1.3. Witnessed Discrimination

Despite the increasing societal acceptance of sexual minorities, people who self-identify as lesbian, gay, or bisexual continue to confront and witness persistent discrimination in various settings, such as public venues, health facilities, workplaces, and schools [46,47]. Discrimination based on sexual orientation can manifest in direct forms (e.g., being denied jobs or services due to sexual orientation) or indirect, vicarious forms (e.g., witnessing, overhearing, or being aware of others being discriminated against [48]). While most of the research has concentrated on direct discrimination experiences among sexual minorities [48,49], some studies show that vicarious minority stressors also negatively impact the health of sexual minority people [28,48,49]. The present study explores experiences of vicarious discrimination, focusing specifically on witnessing discrimination against sexual minority individuals across various social contexts, including work, school, community, religious, peer, familial, and recreational settings. Research has found that vicarious discrimination toward other sexual minorities is associated with poor mental health outcomes [48,50]. For example, Woodford and colleagues [48] found that sexual minority college students were more likely than heterosexual students to witness hostility (e.g., seeing/hearing someone being verbally threatened, bullied, or intimidated due to sexual orientation), which in turn was associated with higher odds of moderate/high levels of anxiety. Given the prevalence of anti-sexual minority discrimination in Colombia and the paucity of academic research on indirect discrimination faced by sexual minorities [48], investigating the vicarious manifestations of discrimination that sexual minority people face in Colombia is crucial.

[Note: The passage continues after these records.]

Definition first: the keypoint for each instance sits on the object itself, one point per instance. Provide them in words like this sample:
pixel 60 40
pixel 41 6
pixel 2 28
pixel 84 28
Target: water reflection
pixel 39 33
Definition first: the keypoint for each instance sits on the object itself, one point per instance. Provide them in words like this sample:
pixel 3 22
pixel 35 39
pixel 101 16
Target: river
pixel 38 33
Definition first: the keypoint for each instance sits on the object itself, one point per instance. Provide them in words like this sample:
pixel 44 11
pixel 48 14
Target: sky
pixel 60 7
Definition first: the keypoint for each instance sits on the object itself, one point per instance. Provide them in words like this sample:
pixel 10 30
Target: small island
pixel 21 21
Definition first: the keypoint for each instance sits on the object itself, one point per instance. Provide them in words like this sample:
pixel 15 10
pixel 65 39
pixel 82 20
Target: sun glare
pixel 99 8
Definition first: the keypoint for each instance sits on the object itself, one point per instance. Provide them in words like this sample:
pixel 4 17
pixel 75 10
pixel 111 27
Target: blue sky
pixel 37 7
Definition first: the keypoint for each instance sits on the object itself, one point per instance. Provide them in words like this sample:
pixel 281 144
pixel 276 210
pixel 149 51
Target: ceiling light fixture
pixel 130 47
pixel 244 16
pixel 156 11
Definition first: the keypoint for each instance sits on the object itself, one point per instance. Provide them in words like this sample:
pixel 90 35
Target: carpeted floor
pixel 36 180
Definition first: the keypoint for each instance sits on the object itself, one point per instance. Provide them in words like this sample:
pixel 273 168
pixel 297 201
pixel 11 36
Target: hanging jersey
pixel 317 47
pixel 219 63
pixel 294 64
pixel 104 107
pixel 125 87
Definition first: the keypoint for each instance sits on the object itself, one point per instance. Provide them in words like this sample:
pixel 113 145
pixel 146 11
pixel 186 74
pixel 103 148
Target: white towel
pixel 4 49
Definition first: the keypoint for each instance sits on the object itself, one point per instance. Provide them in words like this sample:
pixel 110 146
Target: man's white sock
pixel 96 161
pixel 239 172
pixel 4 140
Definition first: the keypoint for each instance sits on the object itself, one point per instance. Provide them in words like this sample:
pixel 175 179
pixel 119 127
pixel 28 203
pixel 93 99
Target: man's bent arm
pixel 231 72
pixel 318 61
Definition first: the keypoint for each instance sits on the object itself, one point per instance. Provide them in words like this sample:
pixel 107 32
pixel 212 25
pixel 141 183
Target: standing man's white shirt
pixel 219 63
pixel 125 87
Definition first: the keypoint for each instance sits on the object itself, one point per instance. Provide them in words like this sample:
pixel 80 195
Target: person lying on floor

1.4. Health of Sexual Minority Colombians

The Colombian health system is considered one of the best in Latin America since around 97% of the Colombian population is covered by subsidized or contributory healthcare schemes. Additionally, it boasts one of the lowest out-of-pocket healthcare expenses [51]. However, there are still gaps in effective and quality care, especially among the most marginalized people [3,51,52]. As such, sexual minority Colombians can face barriers to adequate access to health services due to stigmatization and discrimination, mainly evidenced by the lack of clear care criteria that consider this population’s specific needs [3,4,53]. While most sexual minority Colombians perceive their health as good [4,19], this population remains at elevated risk of health-related issues compared to their heterosexual counterparts. Empirical research highlights that the stress associated with sexual identity is pervasive among sexual minority Colombians [30]. Alarmingly, suicide morbidity rates are significantly higher among sexual and gender minority Colombian adults than among cisgender heterosexual individuals, with 56% of sexual and gender minority adults reporting having contemplated suicide at some point in their lives compared to 6.5% of their heterosexual peers [17]. Concerning physical health, sleep disorders are one of the most frequent health problems among sexual minority Colombians [4], and gay and bisexual men are at higher risk of HIV than the general population [4,40,54]. While these studies begin illuminating the extent of health disparities between sexual minorities and heterosexual Colombians, more research is needed to understand social environmental predictors that attenuate the benefits of pervasive access to healthcare to inform prevention and intervention efforts.

1.5. The Current Study

There is a dearth of research on the prevalence of distal minority stressors and their impact on health among sexual minority Colombians [4]. Moreover, no studies have examined IPV and witnessed discrimination among sexual minority Colombians, despite the prevalence of these stressors in other Latin communities and countries, and their association with health outcomes. We address this gap with a national sample of 593 sexual minority Colombian adults. Specifically, we explore differences in the prevalence of experiencing IPV and witnessed discrimination among subgroups of sexual minority Colombians (lesbian/gay vs. bisexual) and examine whether IPV and witnessed discrimination are related to the population’s self-reported health. We hypothesized that having experienced any form of IPV and witnessed discrimination would be associated with poorer self-reported health.

2. Materials and Methods

2.1. Data and Sample

We used data from the 2015 Colombian National Demographic and Health Survey (DHS). Data were collected between February 2015 and March 2016 and included a nationally representative sample of 38,718 females aged 13 to 49 years and 35,783 males aged 13 to 59 who voluntarily participated in the survey [19]. Data were gathered in person using a standardized structured questionnaire about violence, fertility, health, and sociodemographic characteristics. For the first time, the 2015 survey version included a set of questions about Colombians’ attitudes and experiences related to the sexual minority community.
The analytic sample for this study included only participants who self-identified as lesbian, gay, or bisexual (i.e., sexual minority; n = 593), given this study’s aims. The sample was majority assigned male at birth (59%) and those who identified as lesbian or gay (56%). Most participants reported being 18–28 years old (58%), having more than a high school education (59%), and never living in a union or married. A total of 91% percent of participants stated having health insurance, and 34% reported having any physical disability. Finally, most participants (51%) reported having good health, with only 11.5% of participants indicating their health was regular or bad (Table 1).

2.2. Measures

2.2.1. Dependent Variable

Self-Reported Health Status. Participants’ self-reported health status was measured with the question, “How would you rate your health status in general?”. Participants recorded their responses on a Likert-like scale with options that ranged from bad (1) to excellent (5). Since the number of observations in the category bad was small, observations were recoded to create four categories: bad/regular (1), good (2), very good (3), and excellent (4).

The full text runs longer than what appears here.